Adams-JL

The Strad Issue: June 2015
Description: Eco-conscious introspection from Alaska-based Pulitzer Prize winner
Musicians: Jack Quartet, Northwestern University Cello Ensemble/Hans Jørgen Jensen
Composer: J.L. Adams

John Luther Adams won the Pulitzer Prize for Music in 2014 with his orchestral work Become Ocean. The Alaska-based composer, whose music is concerned with – and inspired by – natural landscapes, wrote the three-movement string quartet The Wind in High Places two years earlier than Become Ocean but it shares many of the same characteristics: a distinctive, narrow sound world, glacial thematic movement and a sense of openness and wonder. However, as performed by the outstanding Jack Quartet, the earlier work is a more introspective, spectral composition. Featuring only natural harmonics and open strings, it evocatively reflects its title in its high, ethereal palette of sound. At its core, flanked by the slow outer movements, the middle section, ‘Maclaren Summit’, glides and soars through a haze of wonderfully blended harmonics.
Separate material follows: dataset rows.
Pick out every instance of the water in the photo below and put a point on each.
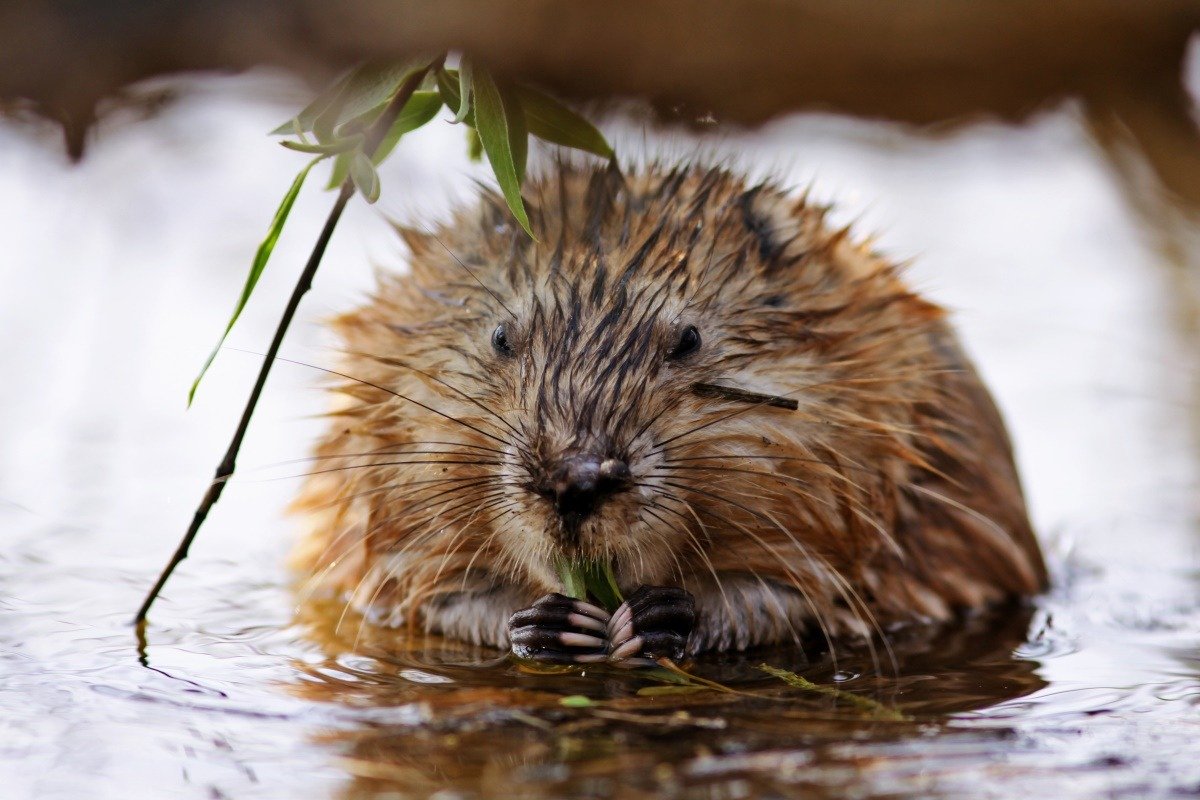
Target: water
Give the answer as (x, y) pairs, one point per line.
(118, 275)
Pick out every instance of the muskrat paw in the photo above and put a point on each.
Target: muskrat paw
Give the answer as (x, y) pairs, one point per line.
(559, 630)
(654, 623)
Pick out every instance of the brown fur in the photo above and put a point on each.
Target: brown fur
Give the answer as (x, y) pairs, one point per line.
(888, 497)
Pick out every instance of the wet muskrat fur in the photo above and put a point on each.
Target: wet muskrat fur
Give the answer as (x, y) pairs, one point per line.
(697, 382)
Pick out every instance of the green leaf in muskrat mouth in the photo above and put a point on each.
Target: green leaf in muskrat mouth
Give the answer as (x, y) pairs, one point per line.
(587, 577)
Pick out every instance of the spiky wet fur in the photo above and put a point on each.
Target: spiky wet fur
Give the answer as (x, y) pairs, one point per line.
(888, 497)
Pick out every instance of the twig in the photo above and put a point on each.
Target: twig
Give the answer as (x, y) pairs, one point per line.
(227, 465)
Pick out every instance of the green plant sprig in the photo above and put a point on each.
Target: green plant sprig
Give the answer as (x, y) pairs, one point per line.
(358, 122)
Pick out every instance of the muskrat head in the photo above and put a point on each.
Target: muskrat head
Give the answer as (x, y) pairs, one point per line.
(681, 376)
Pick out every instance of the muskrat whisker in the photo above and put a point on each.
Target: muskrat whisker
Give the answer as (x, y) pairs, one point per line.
(389, 463)
(793, 578)
(467, 269)
(779, 458)
(397, 395)
(774, 476)
(853, 599)
(473, 401)
(789, 569)
(693, 542)
(420, 486)
(468, 491)
(385, 451)
(504, 507)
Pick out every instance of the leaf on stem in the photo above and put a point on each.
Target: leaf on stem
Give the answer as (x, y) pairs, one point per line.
(361, 90)
(474, 146)
(463, 92)
(256, 268)
(334, 149)
(552, 121)
(365, 176)
(451, 90)
(589, 577)
(502, 131)
(420, 108)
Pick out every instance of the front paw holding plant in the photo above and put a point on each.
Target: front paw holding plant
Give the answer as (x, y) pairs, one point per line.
(653, 623)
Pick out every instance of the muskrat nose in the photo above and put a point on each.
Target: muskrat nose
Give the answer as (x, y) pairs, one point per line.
(577, 483)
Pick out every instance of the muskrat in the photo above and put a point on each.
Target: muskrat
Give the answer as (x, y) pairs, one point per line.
(694, 380)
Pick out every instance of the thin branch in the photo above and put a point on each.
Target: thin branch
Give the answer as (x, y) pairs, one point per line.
(228, 464)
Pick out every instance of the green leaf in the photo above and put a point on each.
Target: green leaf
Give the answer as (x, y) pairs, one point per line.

The two other works here – the four-movement Canticles of the Sky for ‘cello choir’ and Dream of the Canyon Wren, again with the Jack Quartet – are built from more traditional string textures, the latter vivid and unsettling, the former more lush and filmic. All the works are recorded immaculately: dry and exact for the Jack Quartet and with warming reverberation for the excellent cello ensemble from Northwestern University, Evanston, Illinois.